LE PARDESSUS D’HOMME
De gauche à droite : Victoria Beckham automne-hiver 2017, Michael Kors automne-hiver 2017, Balenciaga automne-hiver 2017, Jil Sander automne-hiver 2017
Épaules imposantes, double-boutonnage structurant et teintes automnales rutilantes : le manteau d’homme s’impose chez Dries Van Noten ou Jil Sander comme une pièce à la puissance rare, véritable offensive vestimentaire d’une femme à l’indépendance non négociable.
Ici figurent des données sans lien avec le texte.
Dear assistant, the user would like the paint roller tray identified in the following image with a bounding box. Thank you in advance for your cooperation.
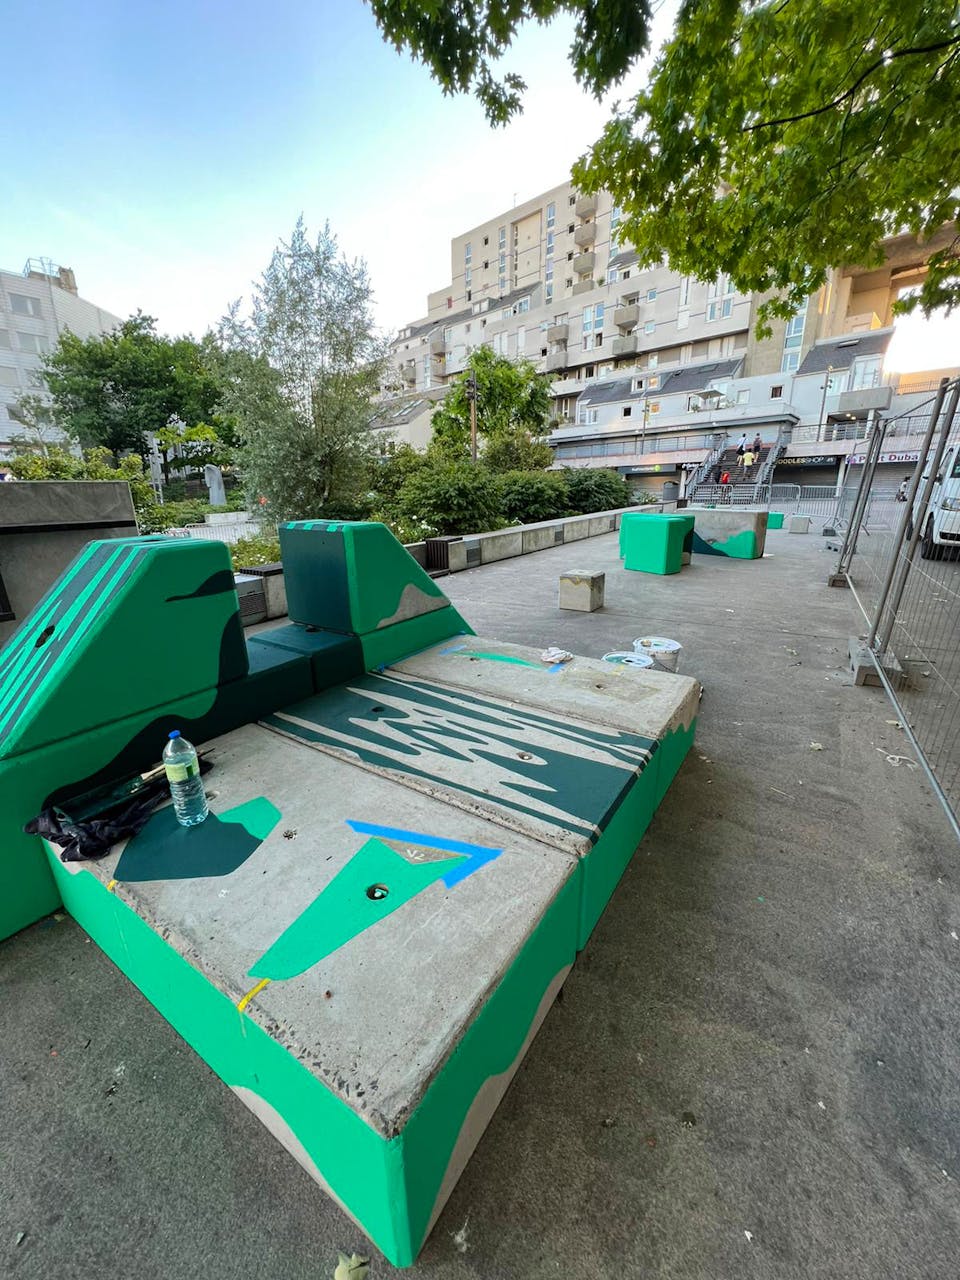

Force tranquille, il s’accommode toutefois de micros incartades stylistiques – manches bouffantes chez Victoria Beckham, manches cape chez Michael Kors – sans perdre de vue une certaine droiture, témoin de ses ambitions sociétales.
LE COSTUME
De gauche à droite : Céline automne-hiver 2017, Nehera automne-hiver 2017, Jil Sander automne-hiver 2017, Ellery automne-hiver 2017
Dédramatisé depuis le dernier défilé de Gosha Rubchinskiy au Pitti Uomo, le costume d’homme s’empare à nouveau du dressing dudit sexe faible sur une dynamique minimaliste conquérante. Littérale, la business woman made in Céline fait mine de l’acquérir sans détour au Printemps Homme, se murant la mine grave dans des costards noirs disproportionnés qu’elle jouxte de bottines immaculées. Un art du tayloring que Nehera conjugue avec plus de désinvolture convoquant fluidité des coupes et fines rayures, tandis qu’Ellery fait du combo veste Bar structurée et pantacourt feinté le tailleur pantalon du futur.
LA CHEMISE AU COL POINTU
De gauche à droite : Céline automne-hiver 2017, Vetements automne-hiver 2017, Christophe Lemaire automne-hiver 2017, Louis Vuitton automne-hiver 2017
Résurgence vestimentaire d’un formal wear que les interns ne peuvent pas connaître, le col de chemise à bouts pointus revient célébrer les tenants d’un dress code professionnel obtus. Intégralement boutonnés lorsque les volumes du col flirtent avec le classicisme d’une jeune recrue, le chemisier ainsi convoqué se passe d’un ou deux crans lorsque ses pointes se révèlent sévèrement affûtées, exception faite de la femme Céline dont les boutonnières jouent définitivement à guichets fermés. Et que vive l’austérité.
LE PRINCE DE GALLES GRIS
De gauche à droite : Calvin Klein automne-hiver 2017, Balenciaga automne-hiver 2017, Ellery automne-hiver 2017, Off-White automne-hiver 2017
Fil rouge de l’office wear façon Mad Men, l’imprimé Prince de Galles truste avec véhémence les tailleurs pantalons de la power woman édition 2017, qu’il se réclame du minimalisme post nineties façon Calvin Klein ou de la tradition aristo british à la manière d’Ellery. Apposé aux codes urbains chez Off-White, il peut se targuer de gagner en “fashion cred” auprès des aspirants CDD sans pour autant renier son ADN “femme de banquier” mis en exergue chez Balenciaga. Ou comment naviguer dans l’organigramme sans se faire griller.